Comment by silverliver
16 days ago
We are driving full speed into a xerox 2.0 moment and this time we are doing so knowingly. At least with xerox, the errors were out of place and easy to detect by a human. I wonder how many innocent people will lose their lives or be falsely incarcerated because of this. I wonder if we will adapt our systems and procedures to account for hallucinations and "85%" accuracy.
And no, outlawing use the use of AI or increasing liability with its use will have next to nothing to deter its misuse and everyone knows it. My heart goes out to the remaining 15%.
I love generative AI as a technology. But the worst thing about its arrival has been the reckless abandonment of all engineering discipline and common sense. It’s embarrassing.
CCC talk about Xerox copiers changing numbers when doing OCR:
https://media.ccc.de/v/31c3_-_6558_-_de_-_saal_g_-_201412282...
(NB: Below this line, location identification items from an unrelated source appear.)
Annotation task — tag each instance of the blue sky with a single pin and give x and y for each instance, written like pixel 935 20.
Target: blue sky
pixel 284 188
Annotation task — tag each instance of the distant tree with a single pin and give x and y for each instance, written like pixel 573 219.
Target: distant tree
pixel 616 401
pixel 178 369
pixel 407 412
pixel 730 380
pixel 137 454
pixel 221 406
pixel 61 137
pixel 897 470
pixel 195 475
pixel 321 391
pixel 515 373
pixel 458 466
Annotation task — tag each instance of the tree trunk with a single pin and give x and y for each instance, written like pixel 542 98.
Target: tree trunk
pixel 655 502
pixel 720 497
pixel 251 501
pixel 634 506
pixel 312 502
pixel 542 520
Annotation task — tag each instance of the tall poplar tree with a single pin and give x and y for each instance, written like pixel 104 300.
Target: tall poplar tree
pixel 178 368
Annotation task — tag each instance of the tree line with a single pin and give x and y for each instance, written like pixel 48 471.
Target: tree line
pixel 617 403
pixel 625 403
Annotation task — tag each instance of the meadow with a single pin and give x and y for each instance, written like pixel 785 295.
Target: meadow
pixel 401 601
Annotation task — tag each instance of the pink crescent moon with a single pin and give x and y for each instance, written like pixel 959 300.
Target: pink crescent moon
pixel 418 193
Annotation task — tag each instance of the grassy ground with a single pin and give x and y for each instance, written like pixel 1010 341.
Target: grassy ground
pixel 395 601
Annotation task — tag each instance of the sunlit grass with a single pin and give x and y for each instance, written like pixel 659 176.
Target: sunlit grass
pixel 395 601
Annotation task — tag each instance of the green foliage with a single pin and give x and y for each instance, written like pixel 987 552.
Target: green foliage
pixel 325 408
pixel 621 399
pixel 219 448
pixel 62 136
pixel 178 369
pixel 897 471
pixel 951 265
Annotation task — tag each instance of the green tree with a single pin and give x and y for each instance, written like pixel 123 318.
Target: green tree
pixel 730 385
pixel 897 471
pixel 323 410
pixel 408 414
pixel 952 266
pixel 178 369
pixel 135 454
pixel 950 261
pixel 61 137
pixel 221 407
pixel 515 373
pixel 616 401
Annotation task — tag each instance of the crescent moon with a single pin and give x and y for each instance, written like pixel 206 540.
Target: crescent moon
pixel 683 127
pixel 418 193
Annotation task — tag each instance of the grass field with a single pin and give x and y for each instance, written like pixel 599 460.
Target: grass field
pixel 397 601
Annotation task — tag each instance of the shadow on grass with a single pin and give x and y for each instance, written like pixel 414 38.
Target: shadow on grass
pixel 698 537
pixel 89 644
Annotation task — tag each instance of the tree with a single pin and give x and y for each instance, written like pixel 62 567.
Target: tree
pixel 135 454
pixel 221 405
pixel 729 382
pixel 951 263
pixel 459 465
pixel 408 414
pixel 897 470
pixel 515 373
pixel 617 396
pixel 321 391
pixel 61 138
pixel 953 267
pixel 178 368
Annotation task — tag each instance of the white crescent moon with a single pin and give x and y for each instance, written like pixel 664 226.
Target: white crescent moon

Would be nice to get a translation for a broader audience, glad folks are reporting this out!
There is a translated one: https://www.youtube.com/watch?v=zXXmhxbQ-hk
the first thing that guy says that existing non-AI solutions are not that great. then he says that AI beats them in the accuracy. so i don't quite understand the point you're trying to make here
Humans accept a degree of error for convenience. (driving is one of them). But no, 15% is not the acceptable rate. More like 0.15% to 0.015% depending on the country.
Meh, just maintain an audit log and an escalation subsystem. No need to be luddites when the problems are process, not tech stack.